2011-07-15

The Importance of Being Assertive, A Trivial Style Guideline for Serious Programmers

one of the key ways that landslide "talks" to the guest kernel (i.e., manipulating thread interleaving patterns) is by triggering timer interrupts at key points in the kernel's execution. in terms of very general race detection, this is about the equivalent of looking at the code and thinking "what happens if we get preempted here?" (which is the traditional way of writing "race-free" concurrent code); of course, in this project, it will have some extra automated cleverness attached so it can be effective.
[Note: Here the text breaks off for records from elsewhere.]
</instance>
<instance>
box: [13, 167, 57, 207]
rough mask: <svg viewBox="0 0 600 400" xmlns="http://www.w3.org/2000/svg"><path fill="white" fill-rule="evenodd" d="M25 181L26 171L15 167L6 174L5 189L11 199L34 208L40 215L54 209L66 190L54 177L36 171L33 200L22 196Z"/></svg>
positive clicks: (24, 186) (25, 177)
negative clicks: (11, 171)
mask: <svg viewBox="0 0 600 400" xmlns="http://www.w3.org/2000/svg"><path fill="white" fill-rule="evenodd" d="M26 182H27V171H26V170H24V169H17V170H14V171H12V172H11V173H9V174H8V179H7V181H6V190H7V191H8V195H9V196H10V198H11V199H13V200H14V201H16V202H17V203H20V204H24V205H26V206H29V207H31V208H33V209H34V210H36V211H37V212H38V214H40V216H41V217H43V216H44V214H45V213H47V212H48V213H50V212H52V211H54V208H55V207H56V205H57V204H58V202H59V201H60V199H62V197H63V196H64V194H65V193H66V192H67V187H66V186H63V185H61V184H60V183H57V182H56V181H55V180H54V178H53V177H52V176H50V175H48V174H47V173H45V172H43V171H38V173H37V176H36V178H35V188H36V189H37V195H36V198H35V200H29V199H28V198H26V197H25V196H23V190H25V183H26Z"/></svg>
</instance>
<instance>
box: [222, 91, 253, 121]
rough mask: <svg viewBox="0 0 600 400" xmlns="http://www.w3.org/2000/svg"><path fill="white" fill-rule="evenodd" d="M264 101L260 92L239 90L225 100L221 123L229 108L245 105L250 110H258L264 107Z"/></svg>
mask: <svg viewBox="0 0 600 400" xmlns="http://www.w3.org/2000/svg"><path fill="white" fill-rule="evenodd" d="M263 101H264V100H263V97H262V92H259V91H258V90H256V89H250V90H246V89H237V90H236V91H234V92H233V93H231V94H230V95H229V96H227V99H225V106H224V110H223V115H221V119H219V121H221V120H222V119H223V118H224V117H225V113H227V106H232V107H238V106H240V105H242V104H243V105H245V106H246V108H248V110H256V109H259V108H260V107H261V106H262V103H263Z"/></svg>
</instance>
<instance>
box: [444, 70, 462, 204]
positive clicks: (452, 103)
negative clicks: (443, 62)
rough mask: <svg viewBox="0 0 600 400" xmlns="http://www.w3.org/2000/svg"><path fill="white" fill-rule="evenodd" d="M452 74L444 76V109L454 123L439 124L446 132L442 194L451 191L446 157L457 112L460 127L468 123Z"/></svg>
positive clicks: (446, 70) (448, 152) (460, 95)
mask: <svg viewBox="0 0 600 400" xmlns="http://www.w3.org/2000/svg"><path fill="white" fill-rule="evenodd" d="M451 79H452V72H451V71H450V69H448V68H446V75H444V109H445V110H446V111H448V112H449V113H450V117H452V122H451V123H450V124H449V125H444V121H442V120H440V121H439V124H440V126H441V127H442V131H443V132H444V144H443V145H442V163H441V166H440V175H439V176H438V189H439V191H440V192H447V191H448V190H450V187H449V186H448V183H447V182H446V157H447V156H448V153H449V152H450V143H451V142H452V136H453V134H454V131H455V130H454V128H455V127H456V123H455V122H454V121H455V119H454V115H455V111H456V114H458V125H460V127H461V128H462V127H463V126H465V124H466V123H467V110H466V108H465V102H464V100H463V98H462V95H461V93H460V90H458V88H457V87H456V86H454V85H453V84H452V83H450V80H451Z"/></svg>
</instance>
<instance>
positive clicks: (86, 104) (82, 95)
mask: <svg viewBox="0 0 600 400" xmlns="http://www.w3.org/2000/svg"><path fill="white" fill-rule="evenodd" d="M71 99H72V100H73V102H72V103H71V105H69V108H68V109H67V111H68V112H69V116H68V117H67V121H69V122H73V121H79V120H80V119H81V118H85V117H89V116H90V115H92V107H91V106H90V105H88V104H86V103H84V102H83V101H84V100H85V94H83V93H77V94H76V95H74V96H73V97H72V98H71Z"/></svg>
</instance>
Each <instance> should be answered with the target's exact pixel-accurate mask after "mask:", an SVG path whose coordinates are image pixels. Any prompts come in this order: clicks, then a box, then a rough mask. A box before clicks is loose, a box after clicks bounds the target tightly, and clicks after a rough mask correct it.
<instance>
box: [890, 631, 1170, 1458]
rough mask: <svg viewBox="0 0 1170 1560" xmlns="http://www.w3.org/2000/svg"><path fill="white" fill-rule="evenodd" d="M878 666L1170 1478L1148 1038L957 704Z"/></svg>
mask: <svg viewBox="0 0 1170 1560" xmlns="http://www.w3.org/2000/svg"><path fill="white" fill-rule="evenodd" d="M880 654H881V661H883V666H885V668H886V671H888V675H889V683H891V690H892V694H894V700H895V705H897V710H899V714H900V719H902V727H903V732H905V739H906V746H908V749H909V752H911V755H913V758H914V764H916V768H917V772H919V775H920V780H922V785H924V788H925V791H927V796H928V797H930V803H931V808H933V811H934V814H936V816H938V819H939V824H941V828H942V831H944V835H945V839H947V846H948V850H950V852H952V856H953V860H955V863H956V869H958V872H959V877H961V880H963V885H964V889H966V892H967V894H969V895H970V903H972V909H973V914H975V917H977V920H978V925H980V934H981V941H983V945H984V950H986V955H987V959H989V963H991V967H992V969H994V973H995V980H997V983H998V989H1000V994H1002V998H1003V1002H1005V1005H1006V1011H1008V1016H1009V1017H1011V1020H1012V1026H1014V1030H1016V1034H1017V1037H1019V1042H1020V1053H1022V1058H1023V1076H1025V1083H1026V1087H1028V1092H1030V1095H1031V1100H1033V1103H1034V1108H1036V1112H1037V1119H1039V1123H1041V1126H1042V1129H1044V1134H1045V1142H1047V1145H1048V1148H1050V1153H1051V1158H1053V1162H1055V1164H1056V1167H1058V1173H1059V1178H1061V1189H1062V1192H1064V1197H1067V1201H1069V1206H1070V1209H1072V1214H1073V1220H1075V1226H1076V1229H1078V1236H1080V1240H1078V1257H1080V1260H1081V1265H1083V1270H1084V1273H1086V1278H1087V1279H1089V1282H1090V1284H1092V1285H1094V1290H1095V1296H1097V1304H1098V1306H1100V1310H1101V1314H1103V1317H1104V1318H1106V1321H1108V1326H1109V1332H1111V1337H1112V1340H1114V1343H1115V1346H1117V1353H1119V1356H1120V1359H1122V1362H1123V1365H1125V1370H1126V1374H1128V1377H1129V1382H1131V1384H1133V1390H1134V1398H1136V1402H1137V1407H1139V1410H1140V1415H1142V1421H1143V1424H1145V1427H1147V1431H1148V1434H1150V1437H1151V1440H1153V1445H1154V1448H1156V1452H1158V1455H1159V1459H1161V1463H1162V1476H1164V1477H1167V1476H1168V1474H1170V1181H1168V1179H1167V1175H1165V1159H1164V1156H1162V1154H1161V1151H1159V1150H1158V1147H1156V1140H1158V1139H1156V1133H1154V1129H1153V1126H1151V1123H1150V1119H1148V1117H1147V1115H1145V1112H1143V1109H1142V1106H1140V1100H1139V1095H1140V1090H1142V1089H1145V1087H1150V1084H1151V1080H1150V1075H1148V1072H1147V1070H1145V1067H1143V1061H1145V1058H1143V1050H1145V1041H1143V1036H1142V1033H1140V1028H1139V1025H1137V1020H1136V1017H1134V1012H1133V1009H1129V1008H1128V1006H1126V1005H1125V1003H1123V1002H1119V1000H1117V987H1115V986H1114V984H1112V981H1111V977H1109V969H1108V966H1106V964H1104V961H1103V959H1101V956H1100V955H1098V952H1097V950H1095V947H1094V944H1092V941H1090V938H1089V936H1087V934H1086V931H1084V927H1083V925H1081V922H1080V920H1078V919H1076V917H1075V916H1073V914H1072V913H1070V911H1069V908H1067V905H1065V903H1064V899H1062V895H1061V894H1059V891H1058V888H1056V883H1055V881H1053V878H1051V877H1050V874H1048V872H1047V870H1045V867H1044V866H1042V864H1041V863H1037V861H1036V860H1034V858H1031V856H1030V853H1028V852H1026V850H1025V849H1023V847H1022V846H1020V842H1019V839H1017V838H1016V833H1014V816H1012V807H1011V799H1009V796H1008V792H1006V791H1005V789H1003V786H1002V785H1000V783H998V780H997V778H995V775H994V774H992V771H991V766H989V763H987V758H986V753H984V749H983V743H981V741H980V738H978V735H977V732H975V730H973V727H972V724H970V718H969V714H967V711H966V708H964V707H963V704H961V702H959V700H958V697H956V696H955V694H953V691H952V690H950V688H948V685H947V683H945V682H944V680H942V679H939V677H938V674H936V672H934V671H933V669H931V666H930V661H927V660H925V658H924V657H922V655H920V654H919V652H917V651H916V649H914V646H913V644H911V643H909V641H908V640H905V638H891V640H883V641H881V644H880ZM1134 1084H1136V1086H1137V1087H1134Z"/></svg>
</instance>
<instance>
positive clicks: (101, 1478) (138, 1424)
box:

because landslide's code gets invoked at every instruction of the guest's execution, we must have a notion of a scheduling operation being "still in progress" - that is, after triggering a timer interrupt, there will be several instructions before a target thread (one we decided to switch to) actually starts running. if we take note of when the target thread starts up, we can provide a few guarantees about the instructions that will be run until then - namely, that the kernel must be executing in an interrupt handler and/or the context switcher (and NOT running the "meaty bits" of any other thread's code-path). this may seem obvious, but it is still an invariant that i would like to rely on, so i expressed it as an assert in the code:

    assert(ACTION(scheduler, context_switch) || HANDLING_INTERRUPT(scheduler));

imagine my surprise, testing the implementation, when this assert tripped!

after a bit of debugging, i discovered that the invariant violation was happening at the instruction immediately following the instruction at which i tried to trigger a timer interrupt. it turns out that, in some cases, simics may decide to delay interrupt processing by a few instructions (seemingly by a non-deterministic amount, too) after i set the CPU's pending interrupt flags.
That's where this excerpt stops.